Alex Bellini e la sfida in mountain bike sui ghiacci in Alaska: "Esploriamo il clima che muta"

Primi bilanci perl’esploratore e il compagno di viaggio Alessandro Plona: " Quello che succede qui può influenzare l’ambiente su tutto il pianeta"

Alex Bellini in Alaska nel sacco a pelo mentre si riposa dalle fatiche

Alex Bellini in Alaska nel sacco a pelo mentre si riposa dalle fatiche

Sondrio, 24 febbraio 2024 –  Alex Bellini e Alessandro Plona proseguono la sfida in mountain bike attraverso le selvagge e incontaminate distese dell’Alaska.

Prima settimana di viaggio senza grossi intoppi per i due avventurieri valtellinesi che si sono messi in testa di attraversare nientemeno che l’Alaska da Anchorage a Nome.

Col progetto Eyes on Ice, Alex Bellini e il suo team intendono andare a fondo sulle questioni polari e sul loro drammatico impatto e, grazie a importanti collaborazioni con partner scientifici, si impegnano ad assumere un ruolo significativo in alcune delle sfide legate alla comprensione e alla protezione degli ecosistemi polari.

L’iniziativa è strutturata con un programma triennale corrispondente a tre aree: Alaska (2024: da febbraio a marzo Alex percorrerà 1800 km in bici da Anchorage fino all’iconico villaggio di Nome), non più in solitaria, ma con Alessandro Plona; Groenlandia (2025: Alex scierà da sud a nord per un percorso di 2600 chilometri) e Oceano Artico (2026: da marzo a maggio l’esploratore tenterà di raggiungere il Polo Nord geografico, sciando per 1000 km dal Canada). Se dovesse riuscirci, diventerà il primo esploratore italiano a raggiungere il Polo Nord geografico. "Esistono prove sempre più evidenti che i cambiamenti in corso nell’Artico, in primo luogo la perdita di ghiaccio marino – dice Bellini - possono potenzialmente influenzare il clima alle medie latitudini. Attraverso queste tre spedizioni vogliamo proseguire il percorso cominciato anni fa con il progetto 10 rivers 1 ocean, che coniuga l’empiricità dell’esplorazione alla forza della testimonianza che diventa divulgazione".

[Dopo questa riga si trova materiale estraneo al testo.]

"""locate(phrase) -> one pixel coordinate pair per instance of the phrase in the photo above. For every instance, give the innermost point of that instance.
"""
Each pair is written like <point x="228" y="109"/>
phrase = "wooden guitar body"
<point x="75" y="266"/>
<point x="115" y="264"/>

Il viaggio di Alex e Alessandro è incominciato la scorsa settimana e si snoderà su un percorso di 1800 chilometri. Tutti da percorrere in sella ad una fatbike testata in Valtellina e progettata in Lombardia, un prototipo realizzato con stampa 3D con telaio in plastica riciclata. "In questi primi giorni l’avventura non ci ha fatto mancare nulla – ha detto Alex sui suoi social – per il momento sappiate che ci stiamo divertendo, siamo di buon umore".

L’Alaska "è generosa con noi. Abbiamo affrontato una faticosa pedalata che ci ha portato allo stremo delle forze in un rifugio. Settantacinque chilometri sulle gambe si fanno sentire e una volta arrivati al Flat Horn Lake abbiamo ripreso fiato".